There’s an interesting use case for GPU computing written up over at EE Times this week. Uri Tal, founder of Rocketick, an Israeli company that provides GPU-accelerated software for electronic design automation (EDA), authored the article and went into some detail about why GPUs are such great computational engines for doing chip simulations.
First, though, he described why EDA applications are not so great when running on CPUs. Most of it centers around the lack of data locality these applications exhibit. CPUs rely heavily on large caches to avoid the considerable latency costs of accessing main memory. But since EDA data sets are too large to fit into cache and the application’s access pattern is somewhat random, memory bandwidth becomes a bottleneck.
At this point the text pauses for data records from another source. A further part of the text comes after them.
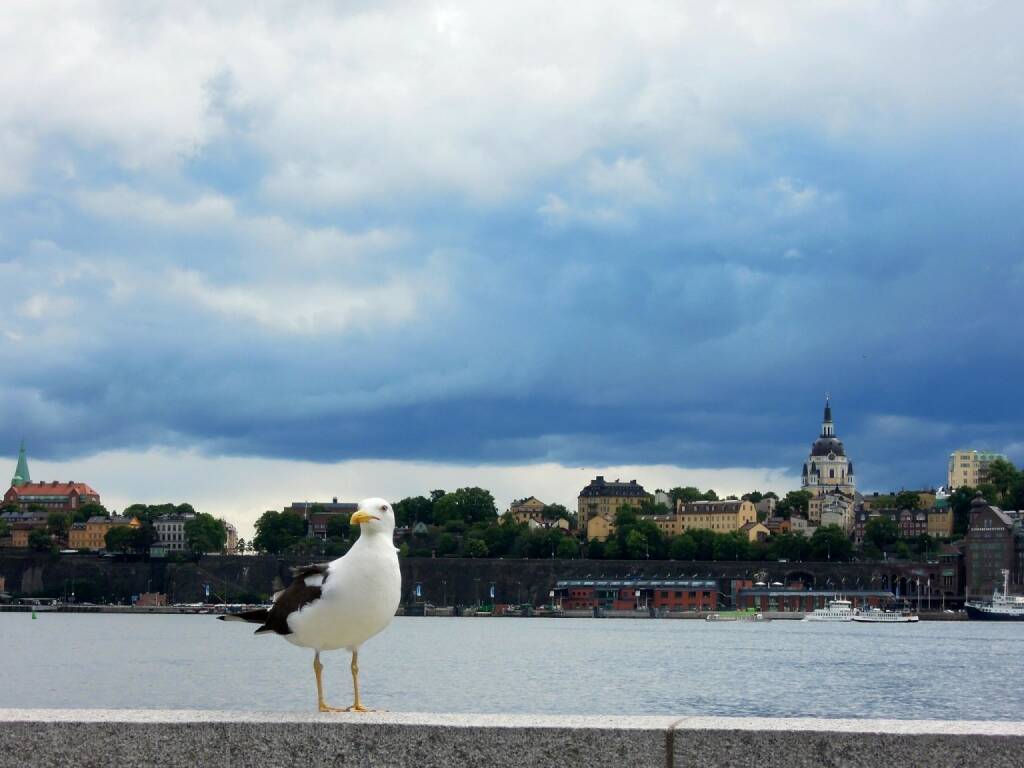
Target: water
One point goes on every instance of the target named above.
(941, 670)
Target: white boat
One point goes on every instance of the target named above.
(1005, 607)
(838, 610)
(878, 615)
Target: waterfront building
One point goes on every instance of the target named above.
(22, 523)
(766, 507)
(722, 516)
(604, 498)
(53, 496)
(662, 595)
(940, 517)
(970, 467)
(756, 531)
(833, 508)
(828, 471)
(318, 514)
(91, 535)
(170, 531)
(994, 541)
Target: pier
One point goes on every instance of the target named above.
(57, 737)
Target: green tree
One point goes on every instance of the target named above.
(830, 543)
(1003, 476)
(205, 534)
(338, 527)
(275, 531)
(58, 523)
(881, 531)
(960, 502)
(446, 545)
(414, 509)
(567, 548)
(475, 548)
(468, 505)
(39, 540)
(89, 509)
(119, 539)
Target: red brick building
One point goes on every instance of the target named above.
(54, 496)
(669, 595)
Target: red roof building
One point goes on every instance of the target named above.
(61, 497)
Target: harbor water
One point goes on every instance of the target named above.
(940, 670)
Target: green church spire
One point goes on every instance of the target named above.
(22, 475)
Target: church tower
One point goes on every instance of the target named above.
(828, 476)
(22, 475)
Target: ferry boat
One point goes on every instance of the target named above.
(838, 610)
(878, 615)
(1005, 607)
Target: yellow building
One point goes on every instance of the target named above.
(599, 528)
(721, 517)
(969, 467)
(91, 535)
(602, 498)
(756, 531)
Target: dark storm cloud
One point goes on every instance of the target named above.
(631, 266)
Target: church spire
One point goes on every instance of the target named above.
(22, 475)
(827, 430)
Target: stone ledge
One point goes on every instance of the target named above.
(123, 737)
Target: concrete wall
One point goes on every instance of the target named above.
(457, 581)
(95, 737)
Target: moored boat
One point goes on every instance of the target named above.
(879, 615)
(1005, 607)
(838, 610)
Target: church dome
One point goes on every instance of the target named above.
(826, 445)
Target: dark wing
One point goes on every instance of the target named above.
(293, 598)
(315, 569)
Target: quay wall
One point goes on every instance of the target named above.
(94, 737)
(442, 581)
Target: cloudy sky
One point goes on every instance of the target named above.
(254, 253)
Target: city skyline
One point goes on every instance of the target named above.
(401, 241)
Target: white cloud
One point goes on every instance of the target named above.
(241, 489)
(390, 102)
(303, 308)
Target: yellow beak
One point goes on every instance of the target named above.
(361, 516)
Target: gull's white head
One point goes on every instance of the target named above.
(374, 516)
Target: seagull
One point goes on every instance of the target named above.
(340, 604)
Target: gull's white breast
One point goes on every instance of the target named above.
(359, 597)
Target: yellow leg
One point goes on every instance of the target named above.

And since chip designs are getting larger and more complex, a cache-based architecture probably won’t be able to catch up.
Not so for GPUs, which are built with data parallelism in mind and are hooked to graphics memory (GDDR5) that provide higher bandwidth than CPU grade memory. Writes Tal:
GPU’s are perfectly suited for data-parallel algorithms with huge datasets. In the most recently developed GPUs there are more than a thousand processing cores, organized in SIMD groups. All that is required is that you launch several million short-lived independent threads that need not communicate with each other. The memory latency can be perfectly hidden by switching between “waiting” threads to “ready” threads very efficiently. Instead of optimizing for the latency of the single thread, optimization is for throughput – the number of threads that can be processed in specific time duration.
But getting the EDA to take advantage GPUs is not a slam dunk. It rests on being able to parallelize the application such than dependencies between all the threads are minimized. Tal said they had to redesign both the EDA software structure and the underlying algorithms to make that happen.
According to him, the redesign paid off, resulting in chip simulations that ran 10 to 30 times faster. Better yet, the Rocketick software can run on multiple GPUs and will automatically deliver more performance as newer, bigger, and quicker GPUs are rolled out.
Although not mentioned in Tal’s writeup, it’s worth mentioning that NVIDIA uses GPU-accelerated tools to design and verify its own hardware. Back in 2010, at least, NVIDIA was using Agilent software as part of their chip design workflow, employing a small in-house GPU cluster. At the time, the GPU maker was evaluating Rocketick’s offering and the early results looked “promising.”